Miriam Makeba en Sants
La Vanguardia, , 11-11-2008La muerte de Miriam Makeba me lleva de vuelta, de golpe, a mi juventud en las calles de Sants. Al enterarme de la noticia me he acordado de mí mismo, con catorce años, regresando a casa de la escuela donde estudiaba durante el verano lo que había suspendido en junio, en el instituto. Era por la tarde. Iba por la calle Miracle y cantaba para mis adentros “A sat wuguga sat ju benga / sat siii pata paata… / A sat wuguga sat ju benga / sat siii pata paata…”, una y otra vez, coros incluidos (me los hacía yo mismo). No sé si las letras que escribo repetidas tienen que estarlo. Desconozco la lengua xhosa y las pongo tal como las memoricé de la voz de Miriam Makeba.
Eran unos años – los sesenta- en los que la homogeneización de la música joven nos llevaba a creer que el mundo entero iba a ser ya únicamente anglosajón, y el máximo debate posible que si Beatles o si Rolling Stones. De capa caída los festivales de música melódica que se celebraban en el Mediterráneo (en los que oír cantar en italiano, francés o griego era habitual) parecía como si el rock marcase el único paso que seguir. Y de pronto apareció aquella cantante, con una pieza nada rockera, pero alegre, pegadiza y obsesiva. Una cantante, además, de Sudáfrica, un país que quedaba lejísimos y donde aún existía algo parecido al esclavismo que estudiábamos en los libros de historia, un país donde el apartheid dividía a los ciudadanos en función de la mezcla porcentual de razas que las venas de cada uno llevasen. Miriam Makeba tenía treinta y pocos años entonces. Supimos que – harta de la vigilancia policial a la que estaba sometida- había abandonado su patria años antes. Supimos que denunció al Gobierno sudafricano ante las Naciones Unidas, y que eso hizo que le retirasen el pasaporte y la nacionalidad. Vivió treinta y un años en el exilio.

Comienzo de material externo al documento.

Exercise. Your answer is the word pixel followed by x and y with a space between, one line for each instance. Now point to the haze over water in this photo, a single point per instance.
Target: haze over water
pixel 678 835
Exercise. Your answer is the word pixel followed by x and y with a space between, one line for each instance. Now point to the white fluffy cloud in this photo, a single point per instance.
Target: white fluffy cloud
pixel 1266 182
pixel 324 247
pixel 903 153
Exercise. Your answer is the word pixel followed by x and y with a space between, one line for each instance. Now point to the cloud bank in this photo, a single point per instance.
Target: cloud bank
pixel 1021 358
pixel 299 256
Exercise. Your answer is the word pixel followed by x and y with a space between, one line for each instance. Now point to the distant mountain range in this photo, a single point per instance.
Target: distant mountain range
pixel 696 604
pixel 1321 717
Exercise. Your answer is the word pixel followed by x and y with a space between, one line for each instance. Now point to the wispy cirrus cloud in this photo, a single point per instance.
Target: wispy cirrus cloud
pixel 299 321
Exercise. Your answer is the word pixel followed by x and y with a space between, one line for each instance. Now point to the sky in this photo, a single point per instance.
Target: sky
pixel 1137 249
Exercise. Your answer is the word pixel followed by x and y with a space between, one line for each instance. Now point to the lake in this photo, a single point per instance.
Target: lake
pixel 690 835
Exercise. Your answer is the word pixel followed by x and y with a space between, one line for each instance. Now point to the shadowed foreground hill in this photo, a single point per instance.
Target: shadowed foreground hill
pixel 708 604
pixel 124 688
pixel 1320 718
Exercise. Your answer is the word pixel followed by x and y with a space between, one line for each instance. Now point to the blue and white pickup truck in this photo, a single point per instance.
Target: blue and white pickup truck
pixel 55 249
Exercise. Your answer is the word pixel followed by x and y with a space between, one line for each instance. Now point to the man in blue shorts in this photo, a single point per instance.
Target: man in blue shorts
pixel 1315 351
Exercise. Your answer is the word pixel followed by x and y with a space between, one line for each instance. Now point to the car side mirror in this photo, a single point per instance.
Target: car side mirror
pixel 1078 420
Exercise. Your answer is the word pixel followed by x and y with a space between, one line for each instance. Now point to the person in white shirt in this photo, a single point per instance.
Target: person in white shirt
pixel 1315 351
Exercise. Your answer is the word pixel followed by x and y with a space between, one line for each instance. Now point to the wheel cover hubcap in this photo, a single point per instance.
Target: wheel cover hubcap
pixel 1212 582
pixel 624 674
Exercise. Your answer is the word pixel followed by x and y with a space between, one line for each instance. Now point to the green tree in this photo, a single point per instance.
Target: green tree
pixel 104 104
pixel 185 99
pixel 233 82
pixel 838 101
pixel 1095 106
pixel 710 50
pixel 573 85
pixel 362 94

La recuerdo con aquellos treinta y pico años y una cinta de colores en el cabello. Llegaría después el renacer de la música popular, el reconocimiento de que no hay música sin raíces, que incluso el rock (que entonces nos parecía el único Dios posible) las tenía. Pero, a muchos púberes inocentones, Miriam Makeba fue quien nos lo dijo por primera vez, aunque de Pata pata sólo fuésemos capaces de entender los dos pequeños fragmentos que recitaba en inglés: “Pata pata is the name of a dance / we do down Johannesburg way. / And everybody starts to move as soon as / pata pata starts to play…”. Etcétera. Sólo ahora he sabido que, en xhosa y en zulú, pata significa tocar,y que, por eso, al bailar pata pata los dos bailarines se tocan el cuerpo entero uno al otro, alternativamente, siguiendo el ritmo de la música. También he sabido ahora – ¡cuarenta años después!- que, por extensión, en el argot de Soweto y de otras zonas de Sudáfrica, pata pata significa además follar.Lástima no haberlo sabido ya entonces, a los catorce.